I want to search by partial overlap of any words in a query with any of most of the fields in the table.我想通过查询中任何单词与表中大多数字段的部分重叠进行搜索。 I have an index which I intent to use to speed up my search:我有一个索引,我打算用它来加速我的搜索:

create index "clients_text_search_idx" on clients
    using gin ((
        first_name || ' ' ||
        last_name || ' ' ||
        coalesce(telephone, '') || ' ' ||
        email || ' ' ||
        city || ' ' ||
        street || ' ' ||
        house || ' ' ||
        coalesce(apartment, '')
        ) gin_trgm_ops);

I fill my table up with realistic fake data, creating more than 100 000 rows.我用真实的假数据填满了我的表格,创建了超过 100 000 行。 Then I want to see my index being used with a following query, using the exact same expression that I did when creating my index:然后我想看到我的索引与以下查询一起使用,使用与创建索引时完全相同的表达式:

explain analyse select * from clients where (
        first_name || ' ' ||
        last_name || ' ' ||
        coalesce(telephone, '') || ' ' ||
        email || ' ' ||
        city || ' ' ||
        street || ' ' ||
        house || ' ' ||
        coalesce(apartment, '')
        ) ilike any (
    select '%' || word || '%'
    from regexp_split_to_table('+123 georg', E'\\s+') AS word); -- same as: ilike any (values ('%+123%'), ('%georg%'))

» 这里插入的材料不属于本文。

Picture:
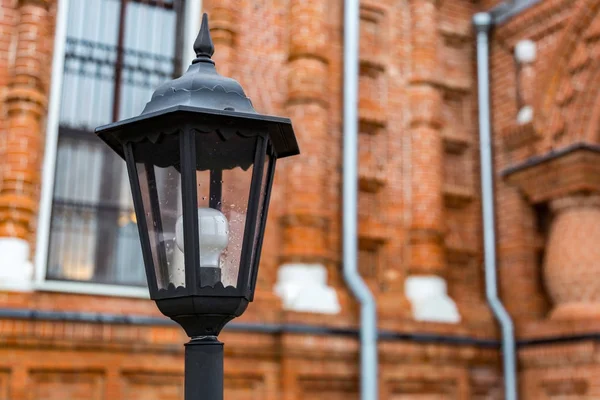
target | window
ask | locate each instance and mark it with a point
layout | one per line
(116, 53)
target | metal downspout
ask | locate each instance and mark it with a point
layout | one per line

However what I see is simple sequential scan (even if I use set enable_seqscan = false ):然而,我看到的是简单的顺序扫描(即使我使用set enable_seqscan = false ):

Gather  (cost=1000.00..4027885.59 rows=550 width=135) (actual time=2.083..4542.739 rows=166 loops=1)
  Workers Planned: 1
  Workers Launched: 1
  ->  Nested Loop Semi Join  (cost=0.00..4026830.59 rows=324 width=135) (actual time=14.319..4503.745 rows=83 loops=2)
"        Join Filter: (((((((((((((((clients.first_name || ' '::text) || clients.last_name) || ' '::text) || COALESCE(clients.telephone, ''::text)) || ' '::text) || clients.email) || ' '::text) || clients.city) || ' '::text) || clients.street) || ' '::text) || clients.house) || ' '::text) || COALESCE(clients.apartment, ''::text)) ~~* (('%'::text || word.word) || '%'::text))"
        Rows Removed by Join Filter: 109928
        ->  Parallel Seq Scan on clients  (cost=0.00..2540.12 rows=64712 width=135) (actual time=0.032..533.627 rows=55006 loops=2)
        ->  Function Scan on regexp_split_to_table word  (cost=0.00..10.00 rows=1000 width=32) (actual time=0.009..0.028 rows=2 loops=110011)
Planning Time: 3.167 ms
Execution Time: 8.750 ms

But if I replace the whole ilike any ... clause of the previous query with something simple like ilike '%george%' , the index is getting used and the query gets executed super fast.但是,如果我用ilike '%george%'类的简单内容替换上一个查询的整个ilike any ...子句,则索引正在被使用并且查询的执行速度非常快。 So why is my index not being used with ilike any clause?那么为什么我的索引没有与ilike any子句一起使用?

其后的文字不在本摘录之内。